03.02.2012 09:04 | Versicherungen + Finanzen

Neue Studie von bbw Marketing: Kundenbindung bei Banken

Was ist nur mit den deutschen Banken los? Das hinterfragen derzeit Verbraucher, Kreditnehmer, Anleger, ja sogar die Politiker. „Die Geldinstitute brauchen mehr denn je den Rückhalt und das Vertrauen der Gesellschaft: Wer immer noch glaube, die Branche könne zu ihrem Geschäftsgebaren von vor der Finanzkrise zurückkehren, sollte sich schleunigst eines Besseren besinnen", so der Chef der Deutschen Bank vor wenigen Tagen.

Dieser Aussage ist eigentlich nicht mehr viel hinzuzufügen. Vielleicht noch, dass die Menschen in Deutschland wie auch in vielen anderen europäischen Staaten wirklich Angst haben. Angst um das Einkommen und das Ersparte, um Arbeitsplätze, den Euro und um stabile Preise und sogar um den sozialen Frieden. Nur knapp jeder dritte Deutsche (30 Prozent) geht davon aus, dass die Auswirkungen der Krise im kommenden Jahr zwar spürbar bleiben werden, aber in geringerem Ausmaß. Mit einer Überwindung der Krise bereits im kommenden Jahr rechnen lediglich zwei Prozent der Befragten, so das Forschungsinstitut Forsa Ende November.

Politiker und Manager kommen in der Erhebung überhaupt nicht gut weg: Drei von vier Bürgern trauen Banken und Versicherungen nicht mehr, fast 70 Prozent misstrauen der Bundesregierung und der Opposition gleichermaßen. Nur knapp die Hälfte aller Bundesbürger hält die Europäische Zentralbank (EZB) noch für verlässlich.

Zu allem Überfluss sagen etliche Ökonomen der deutschen Wirtschaft einen harten Winter voraus.

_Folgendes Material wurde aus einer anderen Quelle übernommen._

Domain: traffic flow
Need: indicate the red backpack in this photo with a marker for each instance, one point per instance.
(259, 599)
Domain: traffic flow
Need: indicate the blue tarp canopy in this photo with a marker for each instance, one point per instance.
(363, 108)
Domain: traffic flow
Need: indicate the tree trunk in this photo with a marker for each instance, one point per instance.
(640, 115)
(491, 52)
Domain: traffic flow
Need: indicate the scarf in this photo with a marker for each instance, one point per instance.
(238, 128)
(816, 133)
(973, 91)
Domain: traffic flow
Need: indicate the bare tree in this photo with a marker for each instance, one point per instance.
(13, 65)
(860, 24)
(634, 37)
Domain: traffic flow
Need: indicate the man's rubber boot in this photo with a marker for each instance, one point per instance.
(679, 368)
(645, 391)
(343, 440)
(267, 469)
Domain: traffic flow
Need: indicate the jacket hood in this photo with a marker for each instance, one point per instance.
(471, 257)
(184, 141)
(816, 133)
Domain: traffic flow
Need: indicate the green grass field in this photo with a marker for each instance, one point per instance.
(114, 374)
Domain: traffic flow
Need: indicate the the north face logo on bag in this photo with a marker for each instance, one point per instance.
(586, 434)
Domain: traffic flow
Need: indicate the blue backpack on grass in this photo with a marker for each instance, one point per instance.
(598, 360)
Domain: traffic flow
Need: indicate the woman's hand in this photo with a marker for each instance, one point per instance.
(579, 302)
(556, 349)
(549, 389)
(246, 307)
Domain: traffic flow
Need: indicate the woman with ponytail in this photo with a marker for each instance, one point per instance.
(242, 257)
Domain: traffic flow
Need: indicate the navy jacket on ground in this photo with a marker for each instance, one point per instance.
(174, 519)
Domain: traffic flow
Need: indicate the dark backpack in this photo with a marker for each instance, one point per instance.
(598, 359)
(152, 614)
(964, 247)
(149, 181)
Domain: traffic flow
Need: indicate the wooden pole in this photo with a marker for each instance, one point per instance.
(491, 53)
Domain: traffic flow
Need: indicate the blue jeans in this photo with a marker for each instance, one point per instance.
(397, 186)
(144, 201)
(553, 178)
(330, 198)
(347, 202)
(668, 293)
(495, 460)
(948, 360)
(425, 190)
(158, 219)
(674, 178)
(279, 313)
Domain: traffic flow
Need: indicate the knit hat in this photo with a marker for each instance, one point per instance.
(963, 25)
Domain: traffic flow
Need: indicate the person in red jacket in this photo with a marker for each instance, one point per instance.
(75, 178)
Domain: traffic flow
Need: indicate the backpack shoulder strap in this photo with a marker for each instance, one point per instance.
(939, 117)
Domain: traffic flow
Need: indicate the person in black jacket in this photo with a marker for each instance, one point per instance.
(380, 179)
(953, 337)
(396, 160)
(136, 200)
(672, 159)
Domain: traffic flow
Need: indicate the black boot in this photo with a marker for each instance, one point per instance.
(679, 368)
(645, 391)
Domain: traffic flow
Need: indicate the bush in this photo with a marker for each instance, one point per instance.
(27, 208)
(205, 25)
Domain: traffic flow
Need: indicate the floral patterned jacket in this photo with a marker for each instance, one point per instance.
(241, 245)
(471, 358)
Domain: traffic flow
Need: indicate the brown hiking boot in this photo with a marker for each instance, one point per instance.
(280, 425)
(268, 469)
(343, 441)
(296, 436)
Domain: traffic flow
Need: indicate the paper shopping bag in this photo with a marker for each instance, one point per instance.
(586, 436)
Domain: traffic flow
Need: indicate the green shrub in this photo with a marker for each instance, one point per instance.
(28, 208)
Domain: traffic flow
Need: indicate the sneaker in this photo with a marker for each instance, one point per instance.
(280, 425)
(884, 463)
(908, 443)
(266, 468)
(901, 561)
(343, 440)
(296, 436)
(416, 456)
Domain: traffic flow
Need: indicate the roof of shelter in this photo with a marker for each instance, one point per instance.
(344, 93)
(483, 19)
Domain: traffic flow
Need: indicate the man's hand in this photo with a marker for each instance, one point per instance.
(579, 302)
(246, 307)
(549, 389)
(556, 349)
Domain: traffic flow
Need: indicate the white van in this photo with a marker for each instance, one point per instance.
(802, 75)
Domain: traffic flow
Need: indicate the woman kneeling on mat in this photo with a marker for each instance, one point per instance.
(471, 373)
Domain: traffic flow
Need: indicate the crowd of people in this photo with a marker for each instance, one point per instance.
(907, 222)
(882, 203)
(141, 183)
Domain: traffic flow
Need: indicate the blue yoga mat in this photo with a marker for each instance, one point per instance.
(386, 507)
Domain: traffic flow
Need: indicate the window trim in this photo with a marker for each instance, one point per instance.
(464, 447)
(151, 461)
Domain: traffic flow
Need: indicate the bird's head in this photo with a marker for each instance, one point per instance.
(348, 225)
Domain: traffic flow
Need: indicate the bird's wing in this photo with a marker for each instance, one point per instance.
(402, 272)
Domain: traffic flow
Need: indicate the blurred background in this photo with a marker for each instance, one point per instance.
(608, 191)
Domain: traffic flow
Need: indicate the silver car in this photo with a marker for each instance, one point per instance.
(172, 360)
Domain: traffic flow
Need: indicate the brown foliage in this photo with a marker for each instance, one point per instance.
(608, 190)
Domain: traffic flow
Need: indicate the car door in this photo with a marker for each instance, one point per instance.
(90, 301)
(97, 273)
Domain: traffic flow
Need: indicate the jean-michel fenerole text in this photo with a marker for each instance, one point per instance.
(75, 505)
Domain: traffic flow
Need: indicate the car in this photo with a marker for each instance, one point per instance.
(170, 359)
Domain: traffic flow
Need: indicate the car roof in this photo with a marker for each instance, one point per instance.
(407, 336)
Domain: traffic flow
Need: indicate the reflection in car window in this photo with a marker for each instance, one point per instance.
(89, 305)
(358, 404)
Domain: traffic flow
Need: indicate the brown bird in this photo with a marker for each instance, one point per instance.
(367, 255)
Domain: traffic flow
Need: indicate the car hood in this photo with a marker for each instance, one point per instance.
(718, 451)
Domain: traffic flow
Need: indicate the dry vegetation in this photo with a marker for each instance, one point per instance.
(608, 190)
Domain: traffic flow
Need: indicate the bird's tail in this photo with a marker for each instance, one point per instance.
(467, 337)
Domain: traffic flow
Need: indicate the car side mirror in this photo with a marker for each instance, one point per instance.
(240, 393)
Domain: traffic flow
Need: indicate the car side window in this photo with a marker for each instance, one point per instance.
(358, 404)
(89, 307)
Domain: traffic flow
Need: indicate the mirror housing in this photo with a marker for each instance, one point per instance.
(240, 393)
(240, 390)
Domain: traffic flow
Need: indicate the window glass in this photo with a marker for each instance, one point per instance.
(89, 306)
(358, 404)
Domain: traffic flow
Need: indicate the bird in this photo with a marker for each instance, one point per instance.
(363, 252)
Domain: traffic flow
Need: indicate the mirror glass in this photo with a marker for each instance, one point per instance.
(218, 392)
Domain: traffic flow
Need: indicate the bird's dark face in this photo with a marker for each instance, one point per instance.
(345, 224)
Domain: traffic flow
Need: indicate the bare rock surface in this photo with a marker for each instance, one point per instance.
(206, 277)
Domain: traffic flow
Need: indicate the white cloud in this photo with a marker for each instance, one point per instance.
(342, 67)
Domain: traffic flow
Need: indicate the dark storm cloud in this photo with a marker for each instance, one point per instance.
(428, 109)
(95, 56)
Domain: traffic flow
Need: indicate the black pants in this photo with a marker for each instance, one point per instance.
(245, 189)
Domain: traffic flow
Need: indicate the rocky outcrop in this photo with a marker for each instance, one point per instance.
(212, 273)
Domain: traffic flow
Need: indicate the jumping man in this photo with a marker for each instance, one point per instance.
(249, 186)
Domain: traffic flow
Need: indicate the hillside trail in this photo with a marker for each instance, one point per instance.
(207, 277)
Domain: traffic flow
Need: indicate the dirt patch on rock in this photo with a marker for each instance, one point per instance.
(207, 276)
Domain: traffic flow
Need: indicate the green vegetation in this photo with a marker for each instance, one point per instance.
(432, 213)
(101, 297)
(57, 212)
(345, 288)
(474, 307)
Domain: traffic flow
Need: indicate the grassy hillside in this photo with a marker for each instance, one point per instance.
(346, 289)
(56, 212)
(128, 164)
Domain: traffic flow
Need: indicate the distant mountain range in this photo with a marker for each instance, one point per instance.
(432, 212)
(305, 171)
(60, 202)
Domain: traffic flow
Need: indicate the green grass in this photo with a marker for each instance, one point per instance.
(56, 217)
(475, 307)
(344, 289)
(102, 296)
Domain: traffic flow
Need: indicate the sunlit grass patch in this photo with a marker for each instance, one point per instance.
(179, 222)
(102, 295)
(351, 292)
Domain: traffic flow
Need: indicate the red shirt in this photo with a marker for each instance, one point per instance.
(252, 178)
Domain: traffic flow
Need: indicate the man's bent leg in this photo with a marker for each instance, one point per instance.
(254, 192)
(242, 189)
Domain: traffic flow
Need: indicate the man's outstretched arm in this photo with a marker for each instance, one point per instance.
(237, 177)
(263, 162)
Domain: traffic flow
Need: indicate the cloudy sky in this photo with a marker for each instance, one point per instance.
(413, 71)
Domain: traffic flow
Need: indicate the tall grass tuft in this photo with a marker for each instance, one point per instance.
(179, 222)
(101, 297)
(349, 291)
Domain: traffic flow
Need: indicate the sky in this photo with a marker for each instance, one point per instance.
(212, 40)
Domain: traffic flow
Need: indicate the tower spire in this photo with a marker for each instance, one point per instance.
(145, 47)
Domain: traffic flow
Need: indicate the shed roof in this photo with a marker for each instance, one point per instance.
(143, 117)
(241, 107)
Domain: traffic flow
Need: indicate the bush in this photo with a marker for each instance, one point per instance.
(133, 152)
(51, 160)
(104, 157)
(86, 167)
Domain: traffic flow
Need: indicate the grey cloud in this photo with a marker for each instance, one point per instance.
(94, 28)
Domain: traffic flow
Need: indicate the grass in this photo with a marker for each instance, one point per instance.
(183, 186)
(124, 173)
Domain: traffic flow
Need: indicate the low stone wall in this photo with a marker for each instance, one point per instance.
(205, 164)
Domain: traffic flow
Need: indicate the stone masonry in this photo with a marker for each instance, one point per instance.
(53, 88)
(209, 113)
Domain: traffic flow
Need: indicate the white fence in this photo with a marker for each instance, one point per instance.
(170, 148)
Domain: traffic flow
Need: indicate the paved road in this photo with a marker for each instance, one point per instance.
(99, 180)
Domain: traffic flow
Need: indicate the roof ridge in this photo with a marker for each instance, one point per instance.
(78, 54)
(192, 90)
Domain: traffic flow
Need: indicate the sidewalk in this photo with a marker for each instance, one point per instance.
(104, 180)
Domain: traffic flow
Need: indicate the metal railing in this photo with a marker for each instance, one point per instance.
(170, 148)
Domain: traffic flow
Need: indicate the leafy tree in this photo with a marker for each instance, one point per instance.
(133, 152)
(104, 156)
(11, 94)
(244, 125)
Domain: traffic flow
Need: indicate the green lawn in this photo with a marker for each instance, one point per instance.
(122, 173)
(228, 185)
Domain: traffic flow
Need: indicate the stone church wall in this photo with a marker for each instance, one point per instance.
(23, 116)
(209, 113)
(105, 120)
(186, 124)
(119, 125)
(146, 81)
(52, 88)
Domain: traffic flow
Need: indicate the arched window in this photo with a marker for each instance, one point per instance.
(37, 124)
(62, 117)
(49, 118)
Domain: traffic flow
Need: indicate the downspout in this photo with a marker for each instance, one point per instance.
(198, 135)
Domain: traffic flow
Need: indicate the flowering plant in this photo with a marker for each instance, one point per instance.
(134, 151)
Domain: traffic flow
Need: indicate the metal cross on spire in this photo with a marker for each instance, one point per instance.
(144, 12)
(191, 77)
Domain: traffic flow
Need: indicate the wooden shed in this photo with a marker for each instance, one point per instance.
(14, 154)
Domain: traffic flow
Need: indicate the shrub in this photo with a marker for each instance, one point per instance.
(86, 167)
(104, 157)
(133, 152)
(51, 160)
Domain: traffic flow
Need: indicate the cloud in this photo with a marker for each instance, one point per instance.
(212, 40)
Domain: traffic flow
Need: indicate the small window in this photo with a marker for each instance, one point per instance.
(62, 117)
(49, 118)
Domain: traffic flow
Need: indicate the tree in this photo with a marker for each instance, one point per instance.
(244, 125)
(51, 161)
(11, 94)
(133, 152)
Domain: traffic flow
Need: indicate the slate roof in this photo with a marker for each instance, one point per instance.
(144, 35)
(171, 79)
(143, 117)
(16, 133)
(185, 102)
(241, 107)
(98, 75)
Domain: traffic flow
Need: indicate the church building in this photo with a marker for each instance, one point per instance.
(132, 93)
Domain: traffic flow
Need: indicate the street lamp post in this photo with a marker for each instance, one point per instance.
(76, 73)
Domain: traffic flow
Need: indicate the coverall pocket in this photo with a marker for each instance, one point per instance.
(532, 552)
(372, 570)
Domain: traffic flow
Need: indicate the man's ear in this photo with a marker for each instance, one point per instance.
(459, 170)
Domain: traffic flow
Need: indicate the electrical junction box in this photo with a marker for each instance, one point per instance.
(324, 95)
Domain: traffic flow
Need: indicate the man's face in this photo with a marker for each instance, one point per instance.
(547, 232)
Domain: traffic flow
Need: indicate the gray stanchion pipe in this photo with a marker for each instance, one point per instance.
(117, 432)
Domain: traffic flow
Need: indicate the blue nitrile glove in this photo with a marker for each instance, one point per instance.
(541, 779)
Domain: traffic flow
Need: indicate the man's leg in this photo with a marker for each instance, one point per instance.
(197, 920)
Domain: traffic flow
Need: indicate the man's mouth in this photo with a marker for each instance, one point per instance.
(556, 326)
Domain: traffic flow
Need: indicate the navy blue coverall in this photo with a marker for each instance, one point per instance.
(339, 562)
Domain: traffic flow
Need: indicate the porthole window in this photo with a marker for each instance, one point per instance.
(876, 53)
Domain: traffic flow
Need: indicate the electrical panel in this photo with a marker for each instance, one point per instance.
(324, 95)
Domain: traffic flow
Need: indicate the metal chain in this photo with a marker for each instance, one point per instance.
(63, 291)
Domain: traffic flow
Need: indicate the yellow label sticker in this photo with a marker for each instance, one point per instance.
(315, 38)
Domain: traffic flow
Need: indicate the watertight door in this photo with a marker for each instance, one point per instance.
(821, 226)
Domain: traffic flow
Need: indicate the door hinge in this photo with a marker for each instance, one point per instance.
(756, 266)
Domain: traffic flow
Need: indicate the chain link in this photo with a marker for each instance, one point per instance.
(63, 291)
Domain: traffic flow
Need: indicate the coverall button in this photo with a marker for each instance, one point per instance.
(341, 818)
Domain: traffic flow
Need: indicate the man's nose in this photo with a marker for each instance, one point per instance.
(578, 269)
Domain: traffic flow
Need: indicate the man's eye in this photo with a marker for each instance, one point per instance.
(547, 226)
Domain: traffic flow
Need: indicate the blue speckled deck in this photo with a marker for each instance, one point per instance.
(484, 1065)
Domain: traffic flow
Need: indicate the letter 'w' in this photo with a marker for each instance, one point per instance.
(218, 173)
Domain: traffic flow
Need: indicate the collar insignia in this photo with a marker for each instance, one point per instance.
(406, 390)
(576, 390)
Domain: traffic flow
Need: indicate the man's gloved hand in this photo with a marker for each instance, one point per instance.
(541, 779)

Die nachlassende weltweite Nachfrage und die Verunsicherung wegen der Schuldenkrise dürften die Konjunktur belasten. Nach dem Wachstum von rund drei Prozent in diesem Jahr dürfte die Wirtschaft im kommenden Jahr nach Ansicht der Notenbank nur noch um 0,6 Prozent zulegen. IFO Prognostiziert aktuell im Dezember 2011 nur noch einen Zuwachs von 0,4 %. Und die Prognose wird in einer Zeit kurz vor dem Jahreswechsel erstellt, in der früher immer die Berufsoptimisten unterwegs waren.

Viele Banken werden sich, wie der noch DB-Chef prognostiziert, wohl oder übel wieder mehr den Privatkunden zuwenden. Für die intensive Bearbeitung des Kundenmarktes benötigen die Institute jedoch gute Basics, denn ein schwieriger Kunde muss überzeugt werden. Diese Basisinformationen haben die Autoren von bbw Marketing erstellt sowie erfragt und in einer umfangreichen Studie veröffentlicht.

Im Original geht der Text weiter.